Die an nachhaltiger Unternehmensführung orientierten Fonds hätten, so die Untersuchung, in den letzten Jahren „einen bemerkenswerten Aufschwung erlebt“. Inzwischen gebe es allein in Deutschland, Österreich und der Schweiz über 90 Fonds, die bei der Kapitalanlage entsprechende Kriterien berücksichtigten. Die Anbieter orientierten sich an zwei Zielen: angemessene Rendite für den Anleger sowie eine soziale und ökologische Performance im Einklang mit den Kriterien einer nachhaltigen Entwicklung.

Dies betrifft insbesondere die börsennotierten Unternehmen: Auf der einen Seite erschließe sich ihnen „eine neue Gruppe“, die „gezielt in Unternehmen investieren, die sich entsprechend ihrer ethischen oder nachhaltigkeitsbezogenen Wertvorstellungen“ verhielten. Gleichzeitig sei die Aufnahme in einen Nachhaltigkeitsfonds oder -index für die Unternehmen „mit Reputationschancen verbunden“. Die Studie wollte nun die Bedeutung des „Leitbilds der Nachhaltigkeit“ aus Sicht börsennotierter Unternehmen in Deutschland dokumentieren.

Auffällig dabei: Die Unternehmen stehen diesem verhältnismäßig neuen Markt „mit einer Mischung aus Aufgeschlossenheit und Unsicherheit“ gegenüber. Als Basis der Analyse dienen die Antworten von 96 Unternehmen. Knapp die Hälfte davon, so ein Ergebnis, sehe die Aufnahme in einen Nachhaltigskeitsfonds oder -index als „wichtiges Ziel“. Besonders Großunternehmen aus „umweltsensiblen Bereichen“ messen dem eine „hohe Bedeutung“ bei. Gleichwohl verfolge nur ein kleiner Teil aktiv, ob und wo der Betrieb gelistet sei. Ein Großteil stelle sich aber darauf ein, dass „ihre Verantwortung im sozialen und ökologischen Bereich noch zunehmen“ werde. Immerhin sehen mehr als drei Viertel der Befragten zumindest langfristig einen „grundsätzlich positiven Zusammenhang“ zwischen ihren Umweltaktivitäten und dem Unternehmenswert.

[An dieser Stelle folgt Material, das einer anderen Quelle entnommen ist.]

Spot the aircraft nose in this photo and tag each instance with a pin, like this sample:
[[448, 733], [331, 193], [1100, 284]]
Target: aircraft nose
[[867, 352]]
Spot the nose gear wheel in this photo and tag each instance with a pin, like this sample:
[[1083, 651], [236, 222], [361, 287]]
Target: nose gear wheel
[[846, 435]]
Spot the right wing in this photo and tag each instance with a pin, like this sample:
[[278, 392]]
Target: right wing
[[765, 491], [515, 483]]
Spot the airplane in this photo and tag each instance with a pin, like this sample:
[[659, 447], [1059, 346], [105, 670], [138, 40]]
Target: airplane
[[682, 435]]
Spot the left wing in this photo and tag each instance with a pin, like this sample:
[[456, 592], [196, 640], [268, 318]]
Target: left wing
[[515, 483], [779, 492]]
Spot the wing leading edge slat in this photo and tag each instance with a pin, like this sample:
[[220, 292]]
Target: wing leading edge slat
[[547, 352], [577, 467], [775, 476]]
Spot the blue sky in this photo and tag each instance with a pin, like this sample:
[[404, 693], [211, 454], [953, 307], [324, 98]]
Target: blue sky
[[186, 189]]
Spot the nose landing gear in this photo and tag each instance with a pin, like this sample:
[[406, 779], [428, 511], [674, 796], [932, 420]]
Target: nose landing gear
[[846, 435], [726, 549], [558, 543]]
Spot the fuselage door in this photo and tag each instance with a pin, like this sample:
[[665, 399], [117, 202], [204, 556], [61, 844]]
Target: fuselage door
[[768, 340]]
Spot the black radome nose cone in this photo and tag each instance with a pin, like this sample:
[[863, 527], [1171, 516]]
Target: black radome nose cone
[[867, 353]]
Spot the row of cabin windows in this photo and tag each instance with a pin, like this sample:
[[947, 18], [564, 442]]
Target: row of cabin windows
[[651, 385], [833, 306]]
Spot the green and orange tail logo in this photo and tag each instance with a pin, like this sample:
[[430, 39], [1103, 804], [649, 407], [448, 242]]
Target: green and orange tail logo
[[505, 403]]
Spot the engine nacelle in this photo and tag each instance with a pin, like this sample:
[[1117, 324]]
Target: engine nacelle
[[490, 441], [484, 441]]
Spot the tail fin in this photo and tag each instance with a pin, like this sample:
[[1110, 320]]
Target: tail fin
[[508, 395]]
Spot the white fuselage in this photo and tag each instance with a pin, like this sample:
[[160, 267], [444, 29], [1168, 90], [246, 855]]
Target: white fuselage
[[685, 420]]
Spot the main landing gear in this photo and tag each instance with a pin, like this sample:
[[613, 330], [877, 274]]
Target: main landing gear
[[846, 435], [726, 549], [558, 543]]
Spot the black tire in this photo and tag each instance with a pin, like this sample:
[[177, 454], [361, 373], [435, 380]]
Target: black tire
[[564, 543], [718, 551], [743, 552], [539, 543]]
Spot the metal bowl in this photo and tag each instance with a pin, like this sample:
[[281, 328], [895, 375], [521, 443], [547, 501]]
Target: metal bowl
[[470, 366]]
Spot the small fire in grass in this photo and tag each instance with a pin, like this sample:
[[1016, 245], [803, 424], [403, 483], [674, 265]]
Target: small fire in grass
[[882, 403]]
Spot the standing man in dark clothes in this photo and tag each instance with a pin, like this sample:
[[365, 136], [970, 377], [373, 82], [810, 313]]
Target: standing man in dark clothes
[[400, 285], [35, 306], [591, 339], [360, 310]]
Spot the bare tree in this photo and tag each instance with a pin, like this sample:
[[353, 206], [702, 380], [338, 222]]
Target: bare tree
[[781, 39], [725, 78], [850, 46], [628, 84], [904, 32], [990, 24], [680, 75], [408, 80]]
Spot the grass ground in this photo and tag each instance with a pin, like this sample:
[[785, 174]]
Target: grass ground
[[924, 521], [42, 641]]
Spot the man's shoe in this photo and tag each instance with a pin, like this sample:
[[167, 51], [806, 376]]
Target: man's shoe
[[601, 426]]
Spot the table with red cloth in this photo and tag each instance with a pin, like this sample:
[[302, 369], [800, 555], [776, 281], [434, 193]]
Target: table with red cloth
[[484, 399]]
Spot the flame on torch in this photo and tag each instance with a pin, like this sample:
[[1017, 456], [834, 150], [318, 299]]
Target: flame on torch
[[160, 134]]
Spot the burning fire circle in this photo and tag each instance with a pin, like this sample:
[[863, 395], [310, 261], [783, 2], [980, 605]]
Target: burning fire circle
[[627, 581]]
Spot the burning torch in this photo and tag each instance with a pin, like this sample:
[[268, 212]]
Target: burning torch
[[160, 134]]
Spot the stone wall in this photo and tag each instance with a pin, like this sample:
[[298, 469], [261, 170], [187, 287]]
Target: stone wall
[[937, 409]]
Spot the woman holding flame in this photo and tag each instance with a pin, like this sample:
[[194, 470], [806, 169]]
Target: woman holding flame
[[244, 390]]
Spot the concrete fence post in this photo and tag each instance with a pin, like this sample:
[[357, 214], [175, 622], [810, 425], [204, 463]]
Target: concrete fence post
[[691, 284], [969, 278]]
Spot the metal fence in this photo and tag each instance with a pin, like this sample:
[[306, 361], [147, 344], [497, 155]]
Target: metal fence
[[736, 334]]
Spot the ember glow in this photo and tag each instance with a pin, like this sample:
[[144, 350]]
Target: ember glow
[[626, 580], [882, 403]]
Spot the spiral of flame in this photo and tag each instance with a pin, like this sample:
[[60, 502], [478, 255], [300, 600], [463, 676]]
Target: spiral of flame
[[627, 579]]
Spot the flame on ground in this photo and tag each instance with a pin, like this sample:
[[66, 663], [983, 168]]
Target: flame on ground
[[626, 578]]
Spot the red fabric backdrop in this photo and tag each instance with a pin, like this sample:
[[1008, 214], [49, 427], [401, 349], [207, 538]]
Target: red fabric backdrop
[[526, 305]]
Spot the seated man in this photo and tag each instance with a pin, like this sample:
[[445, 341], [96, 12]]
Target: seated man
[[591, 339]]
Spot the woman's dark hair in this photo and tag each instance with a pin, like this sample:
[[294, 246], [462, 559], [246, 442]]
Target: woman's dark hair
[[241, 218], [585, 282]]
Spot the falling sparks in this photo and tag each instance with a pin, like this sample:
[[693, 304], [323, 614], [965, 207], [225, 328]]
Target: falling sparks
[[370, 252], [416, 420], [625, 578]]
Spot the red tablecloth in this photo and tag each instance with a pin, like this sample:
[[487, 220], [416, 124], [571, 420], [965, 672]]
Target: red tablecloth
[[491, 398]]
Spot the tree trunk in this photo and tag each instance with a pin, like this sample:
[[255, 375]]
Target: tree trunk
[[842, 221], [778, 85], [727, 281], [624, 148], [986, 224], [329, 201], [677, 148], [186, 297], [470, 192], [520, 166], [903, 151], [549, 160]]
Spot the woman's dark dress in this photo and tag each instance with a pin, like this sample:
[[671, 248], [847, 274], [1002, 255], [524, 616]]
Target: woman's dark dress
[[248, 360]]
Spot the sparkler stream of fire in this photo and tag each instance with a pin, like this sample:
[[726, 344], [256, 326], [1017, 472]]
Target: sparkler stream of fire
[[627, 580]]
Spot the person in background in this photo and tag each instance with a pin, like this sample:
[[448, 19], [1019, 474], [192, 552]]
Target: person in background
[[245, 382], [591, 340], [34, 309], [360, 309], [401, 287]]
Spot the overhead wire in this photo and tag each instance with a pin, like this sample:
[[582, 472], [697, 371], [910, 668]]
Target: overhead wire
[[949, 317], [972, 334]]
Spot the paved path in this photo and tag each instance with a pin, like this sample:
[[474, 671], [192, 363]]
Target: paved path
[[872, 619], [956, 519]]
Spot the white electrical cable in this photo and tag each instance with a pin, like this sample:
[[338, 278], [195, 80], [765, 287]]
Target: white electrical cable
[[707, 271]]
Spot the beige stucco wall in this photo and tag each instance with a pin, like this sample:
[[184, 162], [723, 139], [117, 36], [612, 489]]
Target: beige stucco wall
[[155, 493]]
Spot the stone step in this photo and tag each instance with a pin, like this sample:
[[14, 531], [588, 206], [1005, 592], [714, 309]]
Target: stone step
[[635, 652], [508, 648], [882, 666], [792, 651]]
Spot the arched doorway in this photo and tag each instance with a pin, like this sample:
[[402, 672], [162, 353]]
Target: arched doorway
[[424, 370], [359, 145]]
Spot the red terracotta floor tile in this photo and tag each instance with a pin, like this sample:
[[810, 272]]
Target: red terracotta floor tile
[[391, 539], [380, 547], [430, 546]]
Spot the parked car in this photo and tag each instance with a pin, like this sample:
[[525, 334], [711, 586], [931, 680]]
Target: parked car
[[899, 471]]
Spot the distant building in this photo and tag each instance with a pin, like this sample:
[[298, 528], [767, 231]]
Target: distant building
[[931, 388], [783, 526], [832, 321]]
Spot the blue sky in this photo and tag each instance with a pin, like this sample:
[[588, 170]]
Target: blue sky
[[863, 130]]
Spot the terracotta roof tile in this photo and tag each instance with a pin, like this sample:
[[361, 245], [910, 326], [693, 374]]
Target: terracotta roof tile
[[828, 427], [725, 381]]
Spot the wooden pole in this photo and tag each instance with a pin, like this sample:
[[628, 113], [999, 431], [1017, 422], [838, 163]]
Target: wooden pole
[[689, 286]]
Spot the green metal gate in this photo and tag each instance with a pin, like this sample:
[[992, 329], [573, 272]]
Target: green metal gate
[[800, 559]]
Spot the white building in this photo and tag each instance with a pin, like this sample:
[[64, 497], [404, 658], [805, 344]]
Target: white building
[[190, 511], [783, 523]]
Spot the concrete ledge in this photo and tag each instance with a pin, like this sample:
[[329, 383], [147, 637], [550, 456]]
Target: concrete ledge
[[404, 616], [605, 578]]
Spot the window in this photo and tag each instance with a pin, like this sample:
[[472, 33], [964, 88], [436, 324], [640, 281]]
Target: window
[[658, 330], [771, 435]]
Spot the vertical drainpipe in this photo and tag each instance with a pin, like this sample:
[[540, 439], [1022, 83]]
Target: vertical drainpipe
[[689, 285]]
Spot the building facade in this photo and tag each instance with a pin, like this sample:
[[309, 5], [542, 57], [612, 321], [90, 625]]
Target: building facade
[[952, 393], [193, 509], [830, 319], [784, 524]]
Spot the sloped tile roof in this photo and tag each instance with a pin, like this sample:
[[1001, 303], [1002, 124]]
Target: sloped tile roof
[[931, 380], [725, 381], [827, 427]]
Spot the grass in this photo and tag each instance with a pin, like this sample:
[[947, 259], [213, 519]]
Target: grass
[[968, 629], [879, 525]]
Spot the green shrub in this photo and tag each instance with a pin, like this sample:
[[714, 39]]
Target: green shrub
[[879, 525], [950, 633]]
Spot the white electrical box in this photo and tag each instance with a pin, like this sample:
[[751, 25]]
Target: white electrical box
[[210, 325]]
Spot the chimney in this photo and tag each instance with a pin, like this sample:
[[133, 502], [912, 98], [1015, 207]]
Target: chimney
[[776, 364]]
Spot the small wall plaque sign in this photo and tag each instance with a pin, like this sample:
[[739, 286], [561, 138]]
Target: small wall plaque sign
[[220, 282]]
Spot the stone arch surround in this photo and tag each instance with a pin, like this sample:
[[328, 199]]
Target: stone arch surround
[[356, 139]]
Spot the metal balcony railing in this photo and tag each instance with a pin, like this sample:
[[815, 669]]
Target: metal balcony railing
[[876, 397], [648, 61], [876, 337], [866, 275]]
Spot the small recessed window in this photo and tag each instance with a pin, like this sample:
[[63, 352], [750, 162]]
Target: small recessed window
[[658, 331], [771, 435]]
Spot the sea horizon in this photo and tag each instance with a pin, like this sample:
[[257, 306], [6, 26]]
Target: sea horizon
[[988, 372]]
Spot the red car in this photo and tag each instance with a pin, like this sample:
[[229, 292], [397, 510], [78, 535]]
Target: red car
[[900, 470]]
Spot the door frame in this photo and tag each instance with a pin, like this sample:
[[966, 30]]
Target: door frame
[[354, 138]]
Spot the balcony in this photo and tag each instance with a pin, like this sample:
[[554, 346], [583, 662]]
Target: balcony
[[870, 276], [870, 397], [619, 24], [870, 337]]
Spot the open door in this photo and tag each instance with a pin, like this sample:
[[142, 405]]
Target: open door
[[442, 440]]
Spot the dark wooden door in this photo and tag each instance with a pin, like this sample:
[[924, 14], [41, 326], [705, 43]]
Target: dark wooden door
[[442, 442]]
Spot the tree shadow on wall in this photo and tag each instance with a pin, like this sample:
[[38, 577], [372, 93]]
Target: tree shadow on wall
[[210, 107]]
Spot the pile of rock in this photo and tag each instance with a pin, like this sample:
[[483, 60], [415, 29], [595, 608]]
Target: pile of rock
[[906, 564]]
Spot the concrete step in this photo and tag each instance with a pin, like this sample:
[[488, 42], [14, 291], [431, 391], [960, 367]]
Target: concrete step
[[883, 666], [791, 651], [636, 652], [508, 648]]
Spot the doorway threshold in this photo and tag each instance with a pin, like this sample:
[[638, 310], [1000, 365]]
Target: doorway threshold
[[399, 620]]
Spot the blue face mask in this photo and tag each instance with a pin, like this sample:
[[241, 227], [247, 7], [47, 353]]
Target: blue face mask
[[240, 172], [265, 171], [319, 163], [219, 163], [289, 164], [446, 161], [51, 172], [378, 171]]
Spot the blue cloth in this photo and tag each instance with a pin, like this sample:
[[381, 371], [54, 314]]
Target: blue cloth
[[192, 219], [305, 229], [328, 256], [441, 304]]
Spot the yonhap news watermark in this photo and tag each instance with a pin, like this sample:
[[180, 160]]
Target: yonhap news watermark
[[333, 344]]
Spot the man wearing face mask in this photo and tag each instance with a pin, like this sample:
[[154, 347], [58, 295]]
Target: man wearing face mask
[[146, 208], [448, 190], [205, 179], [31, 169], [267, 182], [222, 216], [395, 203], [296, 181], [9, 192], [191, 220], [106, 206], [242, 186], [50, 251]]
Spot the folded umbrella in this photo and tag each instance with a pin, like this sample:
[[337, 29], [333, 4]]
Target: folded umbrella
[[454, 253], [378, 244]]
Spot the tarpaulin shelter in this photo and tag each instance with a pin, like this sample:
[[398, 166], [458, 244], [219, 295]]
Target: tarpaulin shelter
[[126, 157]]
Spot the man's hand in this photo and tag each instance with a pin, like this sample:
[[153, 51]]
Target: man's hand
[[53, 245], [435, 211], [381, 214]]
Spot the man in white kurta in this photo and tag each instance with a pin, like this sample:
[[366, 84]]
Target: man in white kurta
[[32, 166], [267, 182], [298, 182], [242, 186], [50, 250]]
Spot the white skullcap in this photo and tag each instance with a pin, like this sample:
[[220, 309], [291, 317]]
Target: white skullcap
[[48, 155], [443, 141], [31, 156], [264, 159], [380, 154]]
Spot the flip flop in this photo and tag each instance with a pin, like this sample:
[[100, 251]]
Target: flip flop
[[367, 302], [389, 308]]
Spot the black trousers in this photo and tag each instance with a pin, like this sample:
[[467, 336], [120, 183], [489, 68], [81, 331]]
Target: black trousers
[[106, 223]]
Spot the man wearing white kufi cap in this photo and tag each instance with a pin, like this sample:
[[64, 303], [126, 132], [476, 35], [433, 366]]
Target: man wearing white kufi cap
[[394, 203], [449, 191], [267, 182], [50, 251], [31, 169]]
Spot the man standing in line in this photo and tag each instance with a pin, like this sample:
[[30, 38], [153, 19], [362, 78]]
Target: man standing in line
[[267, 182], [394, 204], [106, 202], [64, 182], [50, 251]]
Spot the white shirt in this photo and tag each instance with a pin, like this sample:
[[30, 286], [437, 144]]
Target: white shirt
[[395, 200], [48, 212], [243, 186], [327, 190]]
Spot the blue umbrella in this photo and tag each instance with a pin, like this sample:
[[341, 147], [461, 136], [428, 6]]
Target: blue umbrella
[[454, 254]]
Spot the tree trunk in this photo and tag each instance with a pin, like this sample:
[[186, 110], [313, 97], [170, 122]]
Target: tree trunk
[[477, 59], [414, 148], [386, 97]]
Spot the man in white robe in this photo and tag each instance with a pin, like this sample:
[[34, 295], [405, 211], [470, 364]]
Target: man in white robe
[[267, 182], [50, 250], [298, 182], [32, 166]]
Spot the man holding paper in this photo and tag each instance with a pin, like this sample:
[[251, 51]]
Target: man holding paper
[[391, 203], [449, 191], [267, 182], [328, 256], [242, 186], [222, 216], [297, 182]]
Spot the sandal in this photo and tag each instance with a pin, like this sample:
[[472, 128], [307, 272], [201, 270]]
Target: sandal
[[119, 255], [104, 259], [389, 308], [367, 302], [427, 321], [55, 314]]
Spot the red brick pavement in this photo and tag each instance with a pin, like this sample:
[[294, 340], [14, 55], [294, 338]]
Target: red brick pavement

Betrachtet man allein den Umweltaspekt, meinen 57 Prozent der Unternehmen, dass sich das Streben nach einer besseren Umweltperformance positiv auf den unternehmerischen Erfolg auswirke.

Noch etwas schwerer wiegen die sozialen Aspekte: Knapp 72 Prozent der befragten Unternehmen vertreten der Studie zufolge die Ansicht, dass „das Streben nach einer besseren Sozialperformance auch zu einer Verbesserung der ökonomischen Performance“ führe. Als „Sozialperformance“, so die Autoren, subsumiere man die personalpolitischen Aktivitäten, aber auch das „Verhältnis zu externen Gruppen“, etwa zu Anwohnern und Kunden. Doch zu den „externen Gruppen“ zählt die Studie ebenso die Aktionäre. Insofern ist dieser Anteil von nur 72 Prozent erstaunlich – hieße das doch im Umkehrschluss, 28 Prozent der Firmen scheren sich nicht sonderlich um ihre Besitzer.

Statistisch mag man der Studie zwar einen hohen Stellenwert einräumen, real ist die Rücklaufquote eine Katastrophe: Von 964 angeschriebenen börsennotierten Unternehmen befleißigten sich gerade mal 97, also zehn Prozent, den ihnen zugegangenen Fragebogen auszufüllen und zurückzuschicken – obwohl eine anerkannte Institution wie das DAI dahinter stand. Ein Unternehmen lief außer Konkurrenz, sodass 96 Antworten ausgewertet wurden. Bei der Interpretation der Ergebnisse, so bemerken die Autoren zudem selbstkritisch, seien noch zwei Aspekte zu beachten: Mutmaßlich hätten vor allem jene Firmen geantwortet, die sich „für das Thema interessieren und aktiv damit auseinander setzen“. Hinzu kommt das „Phänomen des sozial erwünschten Antwortverhaltens“ – die Befragten antworten tendenziell so, wie sie denken, dass die Mehrheit der Gesellschaft es erwartet.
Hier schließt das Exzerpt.